Shares in the Lucio L. Co-led company closed at P46 apiece on Friday, down 0.3% from its May 22 closing price of P46.15 apiece. Year to date, its price per share gained 14.9%.
“[The Puregold] stock was actively traded during the week following the release of full-year 2019 earnings as well as the anticipation for its first quarter 2020 results,” Unicapital Securities, Inc. Research Head Justin Lawrence J. Tembrevilla said in an e-mail.
He said its first-quarter results were expected as a “positive surprise” compared with other listed companies as most Puregold stores and S&R warehouses remained open during the Luzon-wide lockdown.
For Diversified Securities, Inc. Equity Trader Aniceto K. Pangan: “it is mainly a non-discretionary consumer stock that has been upgraded by MSCI to its list of big stocks replacing Security Bank Corp. this month of May.”
Anna Corenne M. Agravio, equity analyst at Regina Capital Development Corp., also described Puregold’s inclusion to the MSCI index as the biggest driver for investors.
“With news of [Puregold] being added to the index, investors likely bought it up in anticipation,” Ms. Agravio said in an email.
“In addition to this, [Puregold] is under less COVID-19 (coronavirus disease 2019) pressures than most listed stocks, since panic-buying led to a strong surge in sales a few days before the ECQ (enhanced community quarantine) was declared as evidenced in its recently released earnings,” she added.
The adjustments on the MSCI Global Standard index released on May 13 saw Puregold replacing Security Bank effective at the close of market on Friday.
On the same day, the company disclosed to the bourse that its consolidated net income grew 16.8% to P1.76 billion in this year’s first three months compared with last year’s P1.51 billion. Its net sales also expanded by 17.4% to P40.95 billion in the same period.
The retailer attributed the income growth to stronger than expected sales of its existing Puregold stores and S&R Membership warehouse clubs due to “higher consumer spending and pantry loading prior to the [lockdown] as well as the low inflation environment in 2020.”
The Puregold group ended the past quarter with 443 stores nationwide. These include 384 Puregold stores, 20 S&R membership shopping warehouses, and 39 S&R New York Style quick-service restaurants which were higher by four Puregold stores, two S&R shopping warehouses, and one quick-service restaurant compared with year-end figures.
On Wednesday, it reported its consolidated core net income increased year on year by 16% to P6.75 billion in 2019 while net sales inched up by 9.5% to P154.49 billion.
“Near-term, bottom line may be challenged despite healthy sales due to any and all unexpected costs brought about by the pandemic; but long-term, the potential for upside is still high,” Regina Capital’s Ms. Agravio said.

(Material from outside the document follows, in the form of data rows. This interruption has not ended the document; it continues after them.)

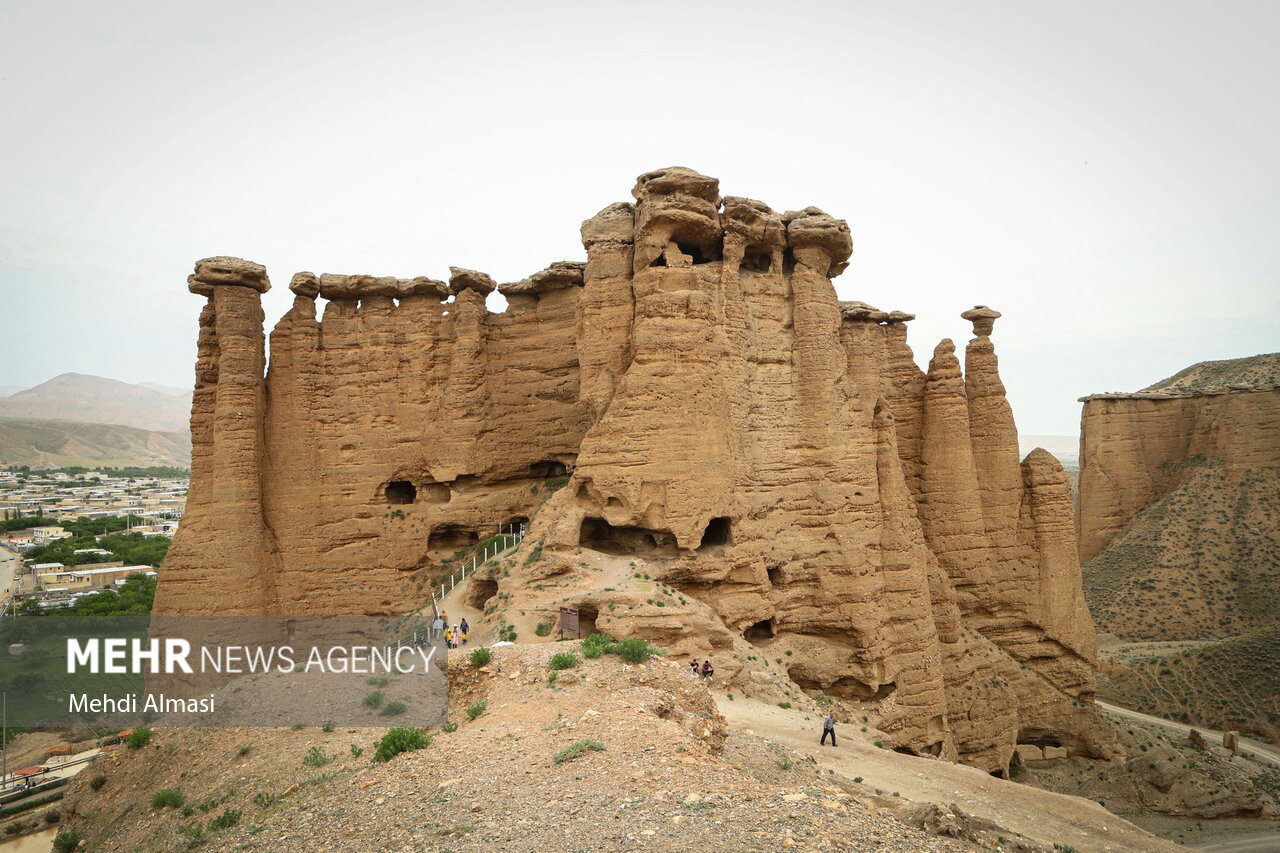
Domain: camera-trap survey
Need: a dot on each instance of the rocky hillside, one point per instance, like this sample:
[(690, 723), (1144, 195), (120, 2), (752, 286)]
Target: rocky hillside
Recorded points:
[(1136, 448), (1233, 684), (97, 400), (1202, 561), (55, 443), (691, 401), (1256, 373)]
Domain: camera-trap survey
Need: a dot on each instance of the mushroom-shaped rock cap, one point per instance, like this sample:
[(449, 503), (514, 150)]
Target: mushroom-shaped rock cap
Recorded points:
[(464, 279), (423, 286), (557, 277), (813, 228), (862, 311), (754, 222), (305, 284), (374, 284), (676, 179), (612, 227), (983, 319), (214, 272)]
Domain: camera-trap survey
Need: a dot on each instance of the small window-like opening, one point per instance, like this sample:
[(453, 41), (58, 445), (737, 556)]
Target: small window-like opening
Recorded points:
[(696, 252), (401, 492), (451, 536), (547, 468), (434, 493), (586, 617), (718, 533), (759, 633), (480, 591), (757, 261)]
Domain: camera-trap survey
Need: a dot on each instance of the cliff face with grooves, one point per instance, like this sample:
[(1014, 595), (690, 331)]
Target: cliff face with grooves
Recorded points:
[(725, 424), (1179, 487)]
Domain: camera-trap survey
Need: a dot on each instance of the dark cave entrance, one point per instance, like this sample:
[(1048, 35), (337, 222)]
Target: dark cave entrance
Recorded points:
[(401, 492), (757, 261), (547, 469), (759, 633), (718, 533), (600, 536), (480, 591)]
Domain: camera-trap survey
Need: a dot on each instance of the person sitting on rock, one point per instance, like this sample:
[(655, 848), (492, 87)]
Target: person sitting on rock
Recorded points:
[(828, 728)]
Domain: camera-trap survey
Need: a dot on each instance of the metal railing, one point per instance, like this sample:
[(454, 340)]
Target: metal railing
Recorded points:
[(512, 536)]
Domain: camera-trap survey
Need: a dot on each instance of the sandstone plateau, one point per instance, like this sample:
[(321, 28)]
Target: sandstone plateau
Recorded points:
[(1179, 521), (1179, 505), (691, 404)]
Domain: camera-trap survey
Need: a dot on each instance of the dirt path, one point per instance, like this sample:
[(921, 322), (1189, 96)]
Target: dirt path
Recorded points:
[(1249, 747), (41, 842), (1043, 816), (1267, 843)]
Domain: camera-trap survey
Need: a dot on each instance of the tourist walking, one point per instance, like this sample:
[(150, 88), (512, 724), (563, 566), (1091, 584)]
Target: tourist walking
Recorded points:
[(828, 728)]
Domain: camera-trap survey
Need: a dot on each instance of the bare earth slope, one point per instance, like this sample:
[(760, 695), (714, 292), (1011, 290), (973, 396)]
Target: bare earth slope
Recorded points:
[(80, 397), (1179, 521), (55, 443), (668, 775), (663, 779), (1233, 684)]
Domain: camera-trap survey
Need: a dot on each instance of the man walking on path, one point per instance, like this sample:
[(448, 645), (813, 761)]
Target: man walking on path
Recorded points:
[(828, 728)]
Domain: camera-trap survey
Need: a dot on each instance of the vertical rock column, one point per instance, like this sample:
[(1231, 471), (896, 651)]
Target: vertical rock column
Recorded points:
[(219, 571), (608, 306), (950, 507), (993, 436)]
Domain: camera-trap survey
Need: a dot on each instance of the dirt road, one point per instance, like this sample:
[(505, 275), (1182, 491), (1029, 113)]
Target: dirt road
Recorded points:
[(1248, 746), (1040, 815)]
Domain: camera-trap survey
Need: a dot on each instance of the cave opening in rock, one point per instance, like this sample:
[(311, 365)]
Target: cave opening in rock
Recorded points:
[(480, 591), (759, 633), (625, 541), (696, 252), (850, 688), (718, 533), (451, 536), (434, 492), (401, 492), (547, 468), (757, 261), (586, 616)]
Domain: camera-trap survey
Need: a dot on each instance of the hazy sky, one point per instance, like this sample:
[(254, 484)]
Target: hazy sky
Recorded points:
[(1104, 173)]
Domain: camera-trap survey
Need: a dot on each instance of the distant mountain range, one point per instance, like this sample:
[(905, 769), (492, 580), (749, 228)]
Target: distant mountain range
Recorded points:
[(1066, 448), (60, 443), (97, 400), (76, 419)]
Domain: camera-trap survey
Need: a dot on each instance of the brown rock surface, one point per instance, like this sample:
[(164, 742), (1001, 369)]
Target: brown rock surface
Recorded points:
[(691, 418)]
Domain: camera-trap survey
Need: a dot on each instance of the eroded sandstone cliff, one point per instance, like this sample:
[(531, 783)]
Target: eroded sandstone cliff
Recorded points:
[(723, 422)]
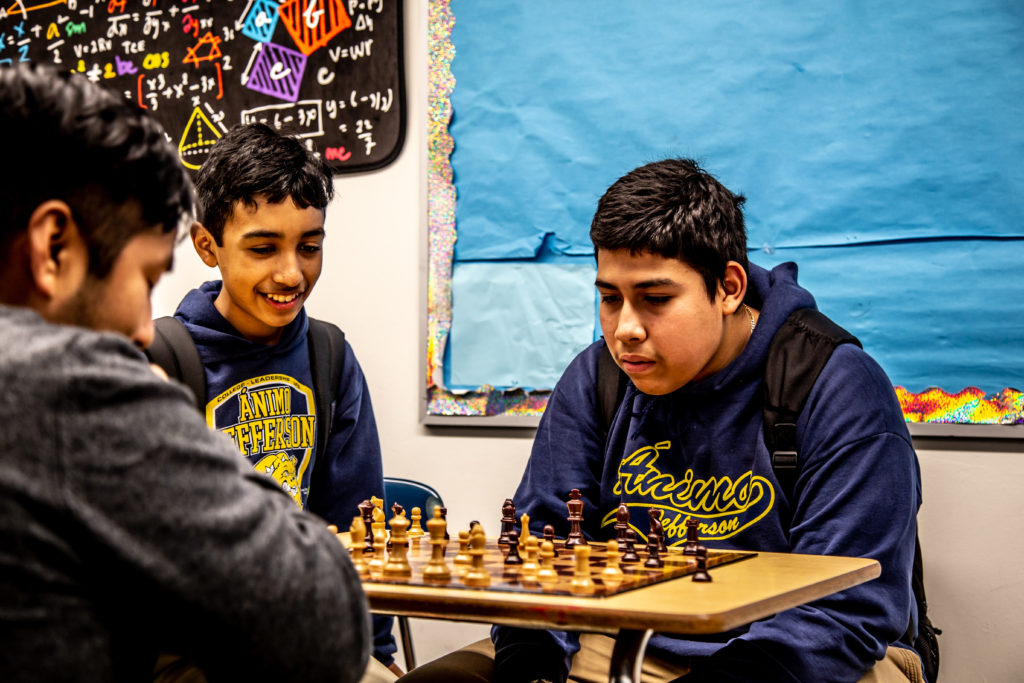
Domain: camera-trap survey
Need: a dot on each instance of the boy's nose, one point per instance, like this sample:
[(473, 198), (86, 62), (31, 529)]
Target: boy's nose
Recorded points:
[(288, 272), (630, 327)]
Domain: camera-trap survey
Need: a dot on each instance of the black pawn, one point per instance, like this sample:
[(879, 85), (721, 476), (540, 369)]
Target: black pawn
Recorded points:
[(654, 560), (367, 510), (549, 535), (630, 554), (690, 547), (513, 556), (508, 521), (701, 573), (622, 524), (657, 527), (574, 505)]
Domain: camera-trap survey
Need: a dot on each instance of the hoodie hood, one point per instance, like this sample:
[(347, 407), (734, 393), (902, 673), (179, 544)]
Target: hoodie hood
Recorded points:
[(776, 294)]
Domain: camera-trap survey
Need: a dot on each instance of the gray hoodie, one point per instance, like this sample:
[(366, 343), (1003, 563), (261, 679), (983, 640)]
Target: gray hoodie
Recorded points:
[(128, 527)]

Unicapital Securities’ Mr. Tembrevilla shared this view as spillover effects from the health crisis will likely take its toll on consumer spending in the coming months.
“[Puregold] can achieve a high single-digit to low double-digit sales growth through store expansion, but not without challenges,” he said.
“Disposable income could take a hit due to the higher incidence of unemployment as the economy was on a standstill during ECQ. The dip in remittances as a result of job displacement of overseas Filipinos could also dampen consumer spending going forward,” he added.
For this week, Ms. Agravio sees Puregold’s resistance “solid” at P50, while support is positioned anywhere between P43 and P45.